During the pandemic, some struggling bookstores managed to stay open only because of bookshop.org, an e-commerce startup launched in 2020 that allows individual stores to create custom shopping portals. Bookshop.org positioned itself as an alternative to Amazon, offering stores thirty per cent of the list price for every title sold through their affiliate portals, and contributing ten per cent of the site’s general sales to a fund that is equally distributed to indie shops. While the stores that use it may earn less than they do from direct sales to consumers, they benefit from a fulfillment service that allows smaller stores to compete with larger inventories, offering faster shipping options without overhead costs such as Web hosting or transaction fees. Still, some booksellers worry that, instead of taking business away from Amazon, bookshop.org is taking customers from the very places it purports to serve.

“It’s really complicated,” Caine said. “What’s right for one store might not be right for another.” The Raven already had a Web portal for shopping, and, in the first few weeks of the pandemic, the store shipped orders to customers in all fifty states. Caine has been able to retain all eleven of his employees; for the first time ever, he may soon be able to offer them health insurance through the store. “It’s really easy to criticize everyone else, but it can be really hard for small businesses to offer high wages or benefits, and one of the biggest challenges for bookselling is that it’s not necessarily a sustainable career. I think a lot about how to make sure young, excited, diverse booksellers can make a living. I don’t think the love of books should be a way to exploit people, working for less than they’re worth.”

Caine was thinking about sustainable careers when he created the original, sixteen-page version of “How to Resist Amazon and Why.” “I guess it comes from all those years on the local poetry circuit, back when I was in grad school,” he told me. “I’d put together a zine of whatever I was reading and sell them for two bucks, and if I sold twenty of them any given night, I’d have a tank of gas for the week.” That’s about how many copies he thought he’d sell of the anti-Amazon zine. Instead, he said, “we sold like fifty right away, and then my wife got so sick of me sitting at the dinner table with my stapler, putting them together, but they just kept selling. Other indies wanted them, and one woman ordered a bunch so she could slip them under the door of all her neighbors.”

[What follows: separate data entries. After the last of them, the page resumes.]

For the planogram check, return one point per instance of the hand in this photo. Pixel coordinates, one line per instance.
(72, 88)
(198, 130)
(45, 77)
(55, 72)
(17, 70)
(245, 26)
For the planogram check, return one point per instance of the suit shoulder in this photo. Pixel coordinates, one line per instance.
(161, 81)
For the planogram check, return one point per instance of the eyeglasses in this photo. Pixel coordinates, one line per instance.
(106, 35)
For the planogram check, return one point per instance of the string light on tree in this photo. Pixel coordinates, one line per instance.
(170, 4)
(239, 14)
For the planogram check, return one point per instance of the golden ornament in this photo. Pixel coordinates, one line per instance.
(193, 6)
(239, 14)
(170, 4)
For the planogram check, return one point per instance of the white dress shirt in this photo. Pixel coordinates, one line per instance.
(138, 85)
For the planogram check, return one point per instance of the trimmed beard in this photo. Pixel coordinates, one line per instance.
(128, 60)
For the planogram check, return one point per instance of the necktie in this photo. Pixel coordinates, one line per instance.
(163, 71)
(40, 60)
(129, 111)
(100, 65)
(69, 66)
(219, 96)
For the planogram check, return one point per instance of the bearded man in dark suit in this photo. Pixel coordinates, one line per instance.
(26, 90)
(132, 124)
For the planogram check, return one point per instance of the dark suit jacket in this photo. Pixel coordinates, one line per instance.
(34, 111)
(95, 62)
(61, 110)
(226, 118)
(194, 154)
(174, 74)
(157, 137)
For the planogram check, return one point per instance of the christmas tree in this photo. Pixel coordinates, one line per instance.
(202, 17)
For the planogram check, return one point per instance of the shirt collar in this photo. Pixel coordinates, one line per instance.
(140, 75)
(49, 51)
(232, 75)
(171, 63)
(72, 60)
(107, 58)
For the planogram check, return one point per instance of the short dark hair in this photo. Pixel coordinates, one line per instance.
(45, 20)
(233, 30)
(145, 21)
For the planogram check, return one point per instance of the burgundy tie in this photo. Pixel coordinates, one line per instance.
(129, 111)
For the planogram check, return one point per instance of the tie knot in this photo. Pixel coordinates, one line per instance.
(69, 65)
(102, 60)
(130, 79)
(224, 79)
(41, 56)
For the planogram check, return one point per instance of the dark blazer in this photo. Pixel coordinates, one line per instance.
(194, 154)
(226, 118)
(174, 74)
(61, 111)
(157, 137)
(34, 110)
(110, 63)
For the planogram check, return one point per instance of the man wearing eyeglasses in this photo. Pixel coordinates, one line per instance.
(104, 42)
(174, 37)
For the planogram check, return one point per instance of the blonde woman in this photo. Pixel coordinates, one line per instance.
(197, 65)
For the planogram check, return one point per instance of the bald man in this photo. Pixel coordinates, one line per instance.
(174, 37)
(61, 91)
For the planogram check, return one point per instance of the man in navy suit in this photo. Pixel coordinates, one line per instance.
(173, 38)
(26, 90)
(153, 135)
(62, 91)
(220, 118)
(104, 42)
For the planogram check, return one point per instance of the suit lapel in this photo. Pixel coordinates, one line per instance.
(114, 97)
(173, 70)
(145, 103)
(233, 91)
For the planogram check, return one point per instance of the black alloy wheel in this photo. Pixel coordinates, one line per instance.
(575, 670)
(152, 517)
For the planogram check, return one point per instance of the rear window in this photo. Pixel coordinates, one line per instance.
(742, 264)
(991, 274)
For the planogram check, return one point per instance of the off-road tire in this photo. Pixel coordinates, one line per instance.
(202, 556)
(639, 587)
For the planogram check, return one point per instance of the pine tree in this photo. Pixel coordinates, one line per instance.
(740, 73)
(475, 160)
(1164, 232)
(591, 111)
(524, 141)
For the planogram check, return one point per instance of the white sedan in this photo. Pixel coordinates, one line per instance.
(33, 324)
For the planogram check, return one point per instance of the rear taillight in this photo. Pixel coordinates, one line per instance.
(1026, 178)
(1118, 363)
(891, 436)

Eventually, after Caine had made four thousand or so dining-room-table copies, Microcosm, an independent publishing company in Portland, reached out to see if he would let them distribute the zine. After selling another ten thousand copies, Microcosm’s C.E.O. asked if Caine might be willing to expand it into a book. Caine wrote the book-length version in a year, with half the chapters building the case against Amazon and the other half offering “interludes” about the Raven and other small businesses like it. “We’re not relics,” Caine writes. “We’re community engines. We create free programming. We donate gift certificates to charity silent auctions. We partner with libraries and art organizations. That stuff might seem small to someone aiming to colonize outer space, but to us and our community it’s huge.”

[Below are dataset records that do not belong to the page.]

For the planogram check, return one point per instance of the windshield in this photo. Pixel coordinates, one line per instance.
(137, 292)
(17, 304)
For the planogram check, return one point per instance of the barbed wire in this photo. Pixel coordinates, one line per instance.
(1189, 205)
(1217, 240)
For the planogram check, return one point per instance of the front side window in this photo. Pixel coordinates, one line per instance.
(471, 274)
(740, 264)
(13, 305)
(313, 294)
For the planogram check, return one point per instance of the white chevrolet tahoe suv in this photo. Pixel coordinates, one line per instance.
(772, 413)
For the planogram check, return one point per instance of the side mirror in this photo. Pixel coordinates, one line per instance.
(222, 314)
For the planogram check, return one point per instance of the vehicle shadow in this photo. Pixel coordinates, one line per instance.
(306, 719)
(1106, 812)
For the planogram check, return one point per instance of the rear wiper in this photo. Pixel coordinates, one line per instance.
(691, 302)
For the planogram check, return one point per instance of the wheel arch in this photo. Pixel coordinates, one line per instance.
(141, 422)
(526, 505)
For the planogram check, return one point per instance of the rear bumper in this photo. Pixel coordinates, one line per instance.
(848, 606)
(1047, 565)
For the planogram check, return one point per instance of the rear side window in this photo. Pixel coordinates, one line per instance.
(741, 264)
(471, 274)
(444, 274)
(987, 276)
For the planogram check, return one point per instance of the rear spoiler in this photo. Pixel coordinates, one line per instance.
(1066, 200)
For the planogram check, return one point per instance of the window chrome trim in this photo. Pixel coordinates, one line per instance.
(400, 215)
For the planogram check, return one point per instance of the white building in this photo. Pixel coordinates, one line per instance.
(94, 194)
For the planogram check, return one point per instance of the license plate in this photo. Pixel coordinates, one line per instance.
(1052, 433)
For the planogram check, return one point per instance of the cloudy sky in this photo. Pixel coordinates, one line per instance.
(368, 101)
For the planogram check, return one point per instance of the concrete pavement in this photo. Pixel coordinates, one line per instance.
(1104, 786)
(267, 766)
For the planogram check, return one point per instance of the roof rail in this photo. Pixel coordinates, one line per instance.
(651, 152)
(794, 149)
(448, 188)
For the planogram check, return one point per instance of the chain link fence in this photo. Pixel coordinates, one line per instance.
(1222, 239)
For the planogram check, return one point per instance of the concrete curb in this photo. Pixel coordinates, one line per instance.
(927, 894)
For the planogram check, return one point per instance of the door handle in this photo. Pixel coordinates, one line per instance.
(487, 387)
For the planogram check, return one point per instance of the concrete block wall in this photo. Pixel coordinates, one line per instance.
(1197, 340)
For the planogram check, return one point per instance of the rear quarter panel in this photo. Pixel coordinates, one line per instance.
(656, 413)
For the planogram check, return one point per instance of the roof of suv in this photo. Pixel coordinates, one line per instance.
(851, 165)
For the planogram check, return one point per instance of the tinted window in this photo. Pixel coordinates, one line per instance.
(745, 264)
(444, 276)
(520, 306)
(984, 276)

Those chapters were easy. The others were harder. “Obviously, Amazon isn’t going to cease to exist,” Caine told me. “So what exactly was I arguing for?” An antitrust symposium organized by the A.B.A. exposed Caine to the work of Matt Stoller, who wrote “Goliath: The 100-Year War Between Monopoly Power and Democracy,” and David Dayen, the author of “Monopolized: Life in the Age of Corporate Power.” Stoller’s book opens in Osawatomie, Kansas, not far from Lawrence, where President Theodore Roosevelt gave a speech in the summer of 1910, when he was dedicating the John Brown Memorial Park, in which he railed against monopolies and called for an economy that valued human welfare more than property rights. “I stand for the square deal,” Roosevelt said. “But when I say that I am for the square deal, I mean not merely that I stand for fair play under the present rules of the games, but that I stand for having those rules changed so as to work for a more substantial equality of opportunity.”